Dans un post officiel sur X, l’équipe a déclaré : « Les déploiements de BaseCreditPool V1 de Huma Finance sur Polygon ont été exploités… pour environ 101K. Total drainé : environ 101,4K (USDC + USDC.e) ».
Ils ont confirmé que l’incident était confiné à des contrats obsolètes plutôt qu’à des coffres de production actifs. Un rapport détaillé de la société de sécurité Web3 Blockaid, cité par CryptoTimes, attribue la perte à un défaut logique dans une fonction appelée refreshAccount à l’intérieur des contrats V1 BaseCreditPool. Cette fonction a incorrectement changé le statut d’un compte de « Ligne de crédit demandée » à « Bon statut » sans vérifications suffisantes, permettant ainsi à l’attaquant de contourner les contrôles d’accès et de retirer des fonds des pools liés au trésor comme s’il était un emprunteur approuvé.
L’analyse de Blockaid montre qu’environ 82 315,57 USDC ont été drainés d’un contrat (0x3EBc1), 17 290,76 USDC.e d’un autre (0x95533), et 1 783,97 USDC.e d’un troisième (0xe8926), le tout dans une séquence soigneusement orchestrée exécutée en une seule transaction. L’exploitation n’a pas impliqué de rupture de cryptographie ou de clés privées, mais plutôt la manipulation de la logique commerciale pour que le système « pense » que l’attaquant était autorisé à retirer des fonds.

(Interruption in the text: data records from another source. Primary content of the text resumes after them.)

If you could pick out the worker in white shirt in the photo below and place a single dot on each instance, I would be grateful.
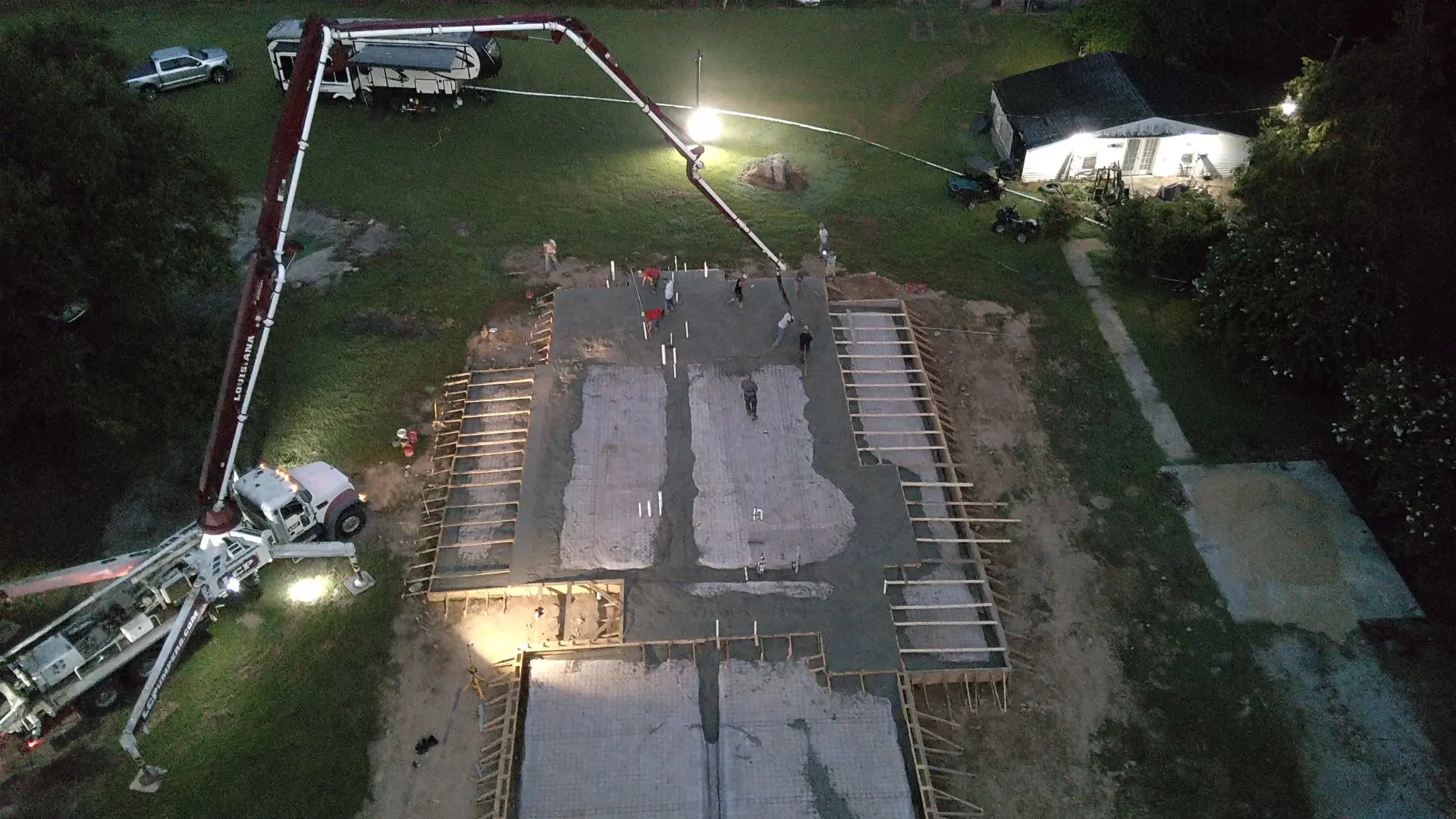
(783, 328)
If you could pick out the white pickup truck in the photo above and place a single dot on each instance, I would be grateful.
(177, 67)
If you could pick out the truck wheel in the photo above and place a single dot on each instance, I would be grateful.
(351, 522)
(104, 698)
(140, 670)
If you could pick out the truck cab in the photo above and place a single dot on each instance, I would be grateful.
(177, 67)
(310, 502)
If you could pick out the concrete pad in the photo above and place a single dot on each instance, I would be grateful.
(612, 739)
(1286, 547)
(786, 588)
(794, 749)
(620, 461)
(745, 465)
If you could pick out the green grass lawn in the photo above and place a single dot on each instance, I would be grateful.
(300, 691)
(1229, 413)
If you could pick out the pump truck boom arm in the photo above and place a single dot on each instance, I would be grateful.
(265, 265)
(261, 289)
(577, 33)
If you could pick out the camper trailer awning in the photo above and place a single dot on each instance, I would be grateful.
(421, 57)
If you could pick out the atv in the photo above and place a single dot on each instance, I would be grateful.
(974, 186)
(1009, 221)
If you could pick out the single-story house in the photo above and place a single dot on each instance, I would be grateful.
(1147, 118)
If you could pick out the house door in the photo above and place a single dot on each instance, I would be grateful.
(1138, 159)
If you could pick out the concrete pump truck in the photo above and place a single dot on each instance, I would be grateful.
(161, 595)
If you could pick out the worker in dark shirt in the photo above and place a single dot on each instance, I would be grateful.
(750, 397)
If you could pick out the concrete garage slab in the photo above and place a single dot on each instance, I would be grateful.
(720, 739)
(612, 739)
(619, 461)
(758, 491)
(848, 519)
(792, 749)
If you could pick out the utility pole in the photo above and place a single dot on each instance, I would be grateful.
(698, 99)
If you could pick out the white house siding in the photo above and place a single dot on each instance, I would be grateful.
(1226, 152)
(1001, 129)
(1043, 162)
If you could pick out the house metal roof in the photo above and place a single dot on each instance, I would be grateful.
(421, 57)
(1111, 89)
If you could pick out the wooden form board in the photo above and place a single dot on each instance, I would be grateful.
(456, 460)
(960, 510)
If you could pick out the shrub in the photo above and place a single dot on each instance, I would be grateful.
(1059, 216)
(1164, 240)
(1301, 305)
(1400, 420)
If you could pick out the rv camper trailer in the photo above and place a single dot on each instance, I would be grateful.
(411, 64)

Huma indique qu’elle était déjà en train de retirer ses pools de liquidité V1 sur Polygon lorsque l’exploitation a eu lieu et a maintenant complètement suspendu tous les contrats V1 restants pour éviter tout risque supplémentaire. Dans sa divulgation, l’équipe a souligné que Huma 2.0 — une plateforme PayFi « réelle » sans autorisation et composable, lancée sur Solana en avril 2025 avec le soutien de Circle et de la Solana Foundation — est « une reconstruction complète » avec une architecture différente et n’est pas connectée au code V1 vulnérable.
Le design de Huma 2.0 se concentre sur le $PST (PayFi Strategy Token), un token LP liquide et générateur de rendement qui représente des positions dans des stratégies de financement de paiement et peut être intégré avec des protocoles DeFi sur Solana tels que Jupiter, Kamino et RateX. En revanche, les contrats V1 exploités faisaient partie d’un ancien système de pools de crédit autorisés sur Polygon, désormais effectivement retiré.
Pour les utilisateurs, le point clé à retenir est que la perte d’environ 101 400 USDC a touché la liquidité au niveau du protocole hérité plutôt que les portefeuilles individuels, et que les dépôts actuels et les positions PST sur Solana sont signalés comme sûrs. Néanmoins, cet incident ajoute un autre exemple à une longue liste d’exploits DeFi où le point faible n’était pas les schémas de signature, mais la logique commerciale dans des contrats vieillissants. Cela renforce l’importance pour des équipes comme Huma de migrer vers des architectures redessinées, et souligne pourquoi les utilisateurs devraient traiter les pools « hérités » et « bientôt obsolètes » avec la même prudence qu’ils réservent pour le code non audité.